Depending on the type of task, you can implement a Dataset that applies to a specific task or reads a specific data format. Dataset is mainly divided into two parts: load data and output data. Dataset should inherit from the parent class SATTaskAbstractDataset.

Load Data

In the data loading module you can implement a function _load_dataset to read the label information and construct a graph of a specific type. The function to construct the graph can be found in Raw Input.

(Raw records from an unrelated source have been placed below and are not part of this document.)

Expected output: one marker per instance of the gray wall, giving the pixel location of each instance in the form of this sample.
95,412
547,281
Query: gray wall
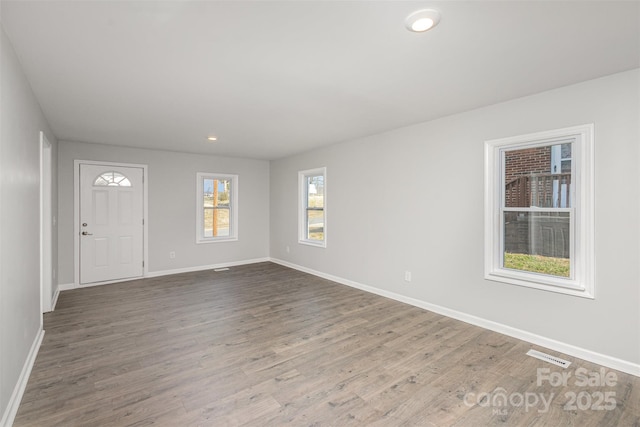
21,121
412,199
172,204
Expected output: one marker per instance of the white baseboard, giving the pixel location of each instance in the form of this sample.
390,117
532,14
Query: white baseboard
160,273
582,353
66,287
54,300
205,267
18,391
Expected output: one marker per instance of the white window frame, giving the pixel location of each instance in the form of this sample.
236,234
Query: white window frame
302,207
581,282
233,207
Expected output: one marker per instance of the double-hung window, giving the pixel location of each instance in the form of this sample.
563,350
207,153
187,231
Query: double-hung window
312,216
539,210
217,208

An example can be found in the following code:

# MaxSATDataset Dataset
class MaxSATDataset(SATTaskAbstractDataset):
    def __init__(self, config, cnf_dir, label_path):
        super().__init__(config, cnf_dir, label_path, name="maxsat_dataset")
        self._load_dataset()

    def _load_dataset(self):
        label_df = pd.read_csv(self.label_path, sep=',')
        self.data_list = []
        for idx, row in tqdm(label_df.iterrows(), total=label_df.shape[0]):
            name = row['name']
            label = eval(row['maxsat'])
            cnf_path = os.path.join(self.cnf_dir, name)
            num_variable, num_clause, clause_list = parse_cnf_file(cnf_path)
            cnf_graph = self._build_graph(num_variable, num_clause, clause_list, cnf_path)
            info = self._get_info(num_variable, num_clause, clause_list)
            self.data_list.append({"g": cnf_graph, "label": label, "info": info})

Output Data

Since Dataset inherits DGLDataset, two functions, __getitem__ and __len__, need to be implemented.

An example can be found in the following code:

# MaxSATDataset Dataset
def __getitem__(self, idx):
    return self.data_list[idx]

def __len__(self):
    return len(self.data_list)